Explorar surtos de raiva e desespero em tramas cinematográficas não é uma grande novidade, afinal, questões como problemas emocionais e sociais que afligem a maioria das pessoas na vida adulta têm sido um tema bem comum para aqueles nascidos entre o século XX e XXI. E é inegável que a pandemia causada pelo Corona vírus, que assola o mundo desde 2020, tenha agravado muitos quadros relacionados a patologias psicológicas, deixando milhares de pessoas à beira de um estado de surto.
Talvez seja justamente por isso que o filme “Surto” (Surge) cause certa empatia ao apresentar um protagonista com nítidos problemas psicológicos, mas sua condição não parece tão descolada da realidade quando comparamos com o triste momento que vivemos atualmente.
Na trama acompanhamos Joseph (Ben Whishaw), um segurança de aeroporto claramente incomodado com a vida que leva. Em seu lado profissional, testemunhamos o protagonista lidar com pessoas de todos os tipos diariamente, em geral o trabalho parece monótono, porém vez ou outra, ele confronta situações que o levam ao limite da calma.
Já em sua vida pessoal, sente-se constantemente diminuído e humilhado pelo seu pai, enquanto sua mãe tenta mimá-lo, mesmo que de maneiras deveras incômodas. Vivendo uma rotina que o coloca no limiar da sanidade, a narrativa nos conduz a um dia atípico na vida desse personagem, onde o mesmo surta e começa a quebrar todas as regras e limites impostos pela sociedade, muito mais como uma forma de libertação do que de fato como uma ação consciente.

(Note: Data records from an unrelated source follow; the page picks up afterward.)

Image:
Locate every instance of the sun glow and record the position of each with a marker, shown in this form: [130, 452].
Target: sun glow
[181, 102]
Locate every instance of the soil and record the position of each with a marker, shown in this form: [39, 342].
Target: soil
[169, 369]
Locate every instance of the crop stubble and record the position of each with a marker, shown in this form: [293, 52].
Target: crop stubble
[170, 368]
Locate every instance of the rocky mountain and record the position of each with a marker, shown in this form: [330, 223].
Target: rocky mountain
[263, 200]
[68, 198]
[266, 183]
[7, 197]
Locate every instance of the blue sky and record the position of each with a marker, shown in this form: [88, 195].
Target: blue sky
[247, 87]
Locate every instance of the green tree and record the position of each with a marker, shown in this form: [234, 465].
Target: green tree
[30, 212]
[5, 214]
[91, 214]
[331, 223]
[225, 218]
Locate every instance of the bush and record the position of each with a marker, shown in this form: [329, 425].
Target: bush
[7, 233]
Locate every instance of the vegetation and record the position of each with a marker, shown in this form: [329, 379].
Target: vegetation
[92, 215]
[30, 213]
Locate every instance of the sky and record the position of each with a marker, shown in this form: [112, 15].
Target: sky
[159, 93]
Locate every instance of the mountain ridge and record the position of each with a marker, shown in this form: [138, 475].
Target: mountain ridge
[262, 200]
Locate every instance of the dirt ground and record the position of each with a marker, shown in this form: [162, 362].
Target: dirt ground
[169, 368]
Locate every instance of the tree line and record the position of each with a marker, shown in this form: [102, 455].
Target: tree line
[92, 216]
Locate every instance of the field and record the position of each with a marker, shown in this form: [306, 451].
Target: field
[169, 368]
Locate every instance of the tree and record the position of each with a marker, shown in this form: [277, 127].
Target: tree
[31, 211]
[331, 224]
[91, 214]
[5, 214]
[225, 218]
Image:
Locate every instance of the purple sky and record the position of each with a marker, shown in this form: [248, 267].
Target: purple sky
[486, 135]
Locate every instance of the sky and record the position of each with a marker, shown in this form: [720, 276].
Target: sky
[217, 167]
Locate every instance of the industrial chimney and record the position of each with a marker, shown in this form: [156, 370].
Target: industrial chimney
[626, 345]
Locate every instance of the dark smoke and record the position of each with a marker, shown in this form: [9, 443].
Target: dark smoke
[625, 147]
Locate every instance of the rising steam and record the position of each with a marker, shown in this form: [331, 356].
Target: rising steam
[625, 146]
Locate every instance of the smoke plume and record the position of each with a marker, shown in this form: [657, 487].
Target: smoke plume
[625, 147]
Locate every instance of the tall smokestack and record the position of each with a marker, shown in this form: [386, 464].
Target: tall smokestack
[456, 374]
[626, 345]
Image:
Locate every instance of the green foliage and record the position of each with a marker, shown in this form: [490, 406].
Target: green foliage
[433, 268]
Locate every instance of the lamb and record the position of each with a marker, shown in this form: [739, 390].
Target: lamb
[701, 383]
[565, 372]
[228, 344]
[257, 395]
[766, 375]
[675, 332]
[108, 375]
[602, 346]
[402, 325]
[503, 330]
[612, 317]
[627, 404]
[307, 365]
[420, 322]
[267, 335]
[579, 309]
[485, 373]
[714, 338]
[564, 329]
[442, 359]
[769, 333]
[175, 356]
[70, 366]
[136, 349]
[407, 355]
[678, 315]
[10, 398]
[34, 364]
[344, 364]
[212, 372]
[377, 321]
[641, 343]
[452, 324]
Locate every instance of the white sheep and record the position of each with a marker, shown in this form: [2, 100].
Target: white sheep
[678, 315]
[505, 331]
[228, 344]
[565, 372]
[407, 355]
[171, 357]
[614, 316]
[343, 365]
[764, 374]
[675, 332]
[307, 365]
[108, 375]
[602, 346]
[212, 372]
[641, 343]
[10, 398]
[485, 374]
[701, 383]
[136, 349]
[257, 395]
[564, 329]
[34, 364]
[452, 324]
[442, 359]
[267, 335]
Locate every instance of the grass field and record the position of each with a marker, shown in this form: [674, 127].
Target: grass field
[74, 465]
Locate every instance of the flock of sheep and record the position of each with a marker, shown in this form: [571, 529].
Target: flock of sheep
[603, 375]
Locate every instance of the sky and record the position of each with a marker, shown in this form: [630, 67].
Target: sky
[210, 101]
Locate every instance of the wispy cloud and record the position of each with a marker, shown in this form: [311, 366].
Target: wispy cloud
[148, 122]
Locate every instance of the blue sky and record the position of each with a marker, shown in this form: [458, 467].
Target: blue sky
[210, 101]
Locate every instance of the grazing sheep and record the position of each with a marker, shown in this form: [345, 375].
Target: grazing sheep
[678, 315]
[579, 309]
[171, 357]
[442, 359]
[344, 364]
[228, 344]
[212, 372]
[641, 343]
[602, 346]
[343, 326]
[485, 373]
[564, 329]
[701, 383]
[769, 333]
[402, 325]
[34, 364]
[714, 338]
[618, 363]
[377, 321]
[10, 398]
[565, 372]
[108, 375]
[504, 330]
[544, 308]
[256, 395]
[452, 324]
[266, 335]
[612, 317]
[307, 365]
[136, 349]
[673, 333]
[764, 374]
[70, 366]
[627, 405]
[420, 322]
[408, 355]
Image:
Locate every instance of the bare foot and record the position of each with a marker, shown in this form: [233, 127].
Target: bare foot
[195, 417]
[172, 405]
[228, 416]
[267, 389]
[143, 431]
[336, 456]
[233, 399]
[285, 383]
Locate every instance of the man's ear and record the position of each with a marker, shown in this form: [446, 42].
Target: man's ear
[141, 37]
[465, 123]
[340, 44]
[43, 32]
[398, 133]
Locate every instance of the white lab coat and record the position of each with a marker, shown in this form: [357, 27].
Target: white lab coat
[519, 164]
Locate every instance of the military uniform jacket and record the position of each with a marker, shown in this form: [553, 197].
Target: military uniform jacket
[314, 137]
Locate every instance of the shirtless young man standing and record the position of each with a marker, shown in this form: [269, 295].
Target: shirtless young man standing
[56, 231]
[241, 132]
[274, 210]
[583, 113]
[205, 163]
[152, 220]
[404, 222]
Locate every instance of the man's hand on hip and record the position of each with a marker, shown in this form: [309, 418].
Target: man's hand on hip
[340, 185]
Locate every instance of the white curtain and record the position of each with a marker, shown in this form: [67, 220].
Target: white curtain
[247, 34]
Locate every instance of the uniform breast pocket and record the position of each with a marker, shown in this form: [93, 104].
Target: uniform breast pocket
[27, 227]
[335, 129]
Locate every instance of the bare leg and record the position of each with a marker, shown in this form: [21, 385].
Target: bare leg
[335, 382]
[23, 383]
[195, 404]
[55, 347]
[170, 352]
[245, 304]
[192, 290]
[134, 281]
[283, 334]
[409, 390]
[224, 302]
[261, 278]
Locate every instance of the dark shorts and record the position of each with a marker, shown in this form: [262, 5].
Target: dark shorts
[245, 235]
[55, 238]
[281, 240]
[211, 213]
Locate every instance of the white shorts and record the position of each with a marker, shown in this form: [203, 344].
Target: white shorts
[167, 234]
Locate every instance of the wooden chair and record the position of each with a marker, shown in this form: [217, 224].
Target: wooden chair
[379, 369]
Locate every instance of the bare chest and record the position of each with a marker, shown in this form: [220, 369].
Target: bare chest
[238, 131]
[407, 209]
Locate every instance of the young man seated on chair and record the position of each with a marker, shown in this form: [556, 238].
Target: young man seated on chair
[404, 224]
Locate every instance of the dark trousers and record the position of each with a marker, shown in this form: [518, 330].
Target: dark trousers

A história se passa em Londres, um local cosmopolita e, assim como outras várias metrópoles presentes ao redor do planeta, um lugar com milhões de pessoas vivendo aglomeradas, e ainda sim, com potencial para fazer pessoas em estado de fragilidade mental se sentirem solitárias em meio à multidão.
Essa sensação é constantemente transmitida pelo filme, de forma sutil. Aliás, essa sutileza presente na película só é possível pela primorosa atuação de Ben Whishaw no papel principal, pois a instabilidade do personagem vai aumentando gradativamente: isso fica nítido para o público graças aos tímidos comportamentos peculiares de Joseph que vão pouco a pouco se intensificando com o decorrer da trama.
Um dos aspectos que pode se mostrar incômodo a alguns amantes de cinema é a escolha do diretor Aneil Karia (que também assina o roteiro junto a Rita Kalnejais e Rupert Jones) de utilizar a controversa câmera tremida em várias cenas, em partes para dar dinamismo a narrativa, mas também acaba sendo um artificio válido para representar a falta de estabilidade emocional do protagonista. A estética como um todo funciona, mas em alguns momentos que o diretor perde a mão do artifício, acabam causando certo desconforto e até mesmo confusão nos elementos presentes em tela.
“Surto” pode até apresentar uma temática bem recorrente na cultura pop, mas ainda assim, brilha ao trazer esse tema justamente quando o mundo todo discute saúde mental após um dos momentos mais delicados da história da saúde mundial.
Muitos acreditam que é natural a arte refletir o período histórico em que foi concebida, e partindo dessa lógica é seguro afirmar que esse suspense dramático está na vanguarda, pois o trauma do isolamento mundial foi tamanho, que não me surpreenderia que estejamos testemunhando uma nova leva de filmes com temáticas relativas à saúde mental, ou às consequências de negligenciá-la.
por Marcel Melinsk – especial para A Toupeira
*Título assistido em Cabine de Imprensa Virtual, a convite da Synapse Distribution.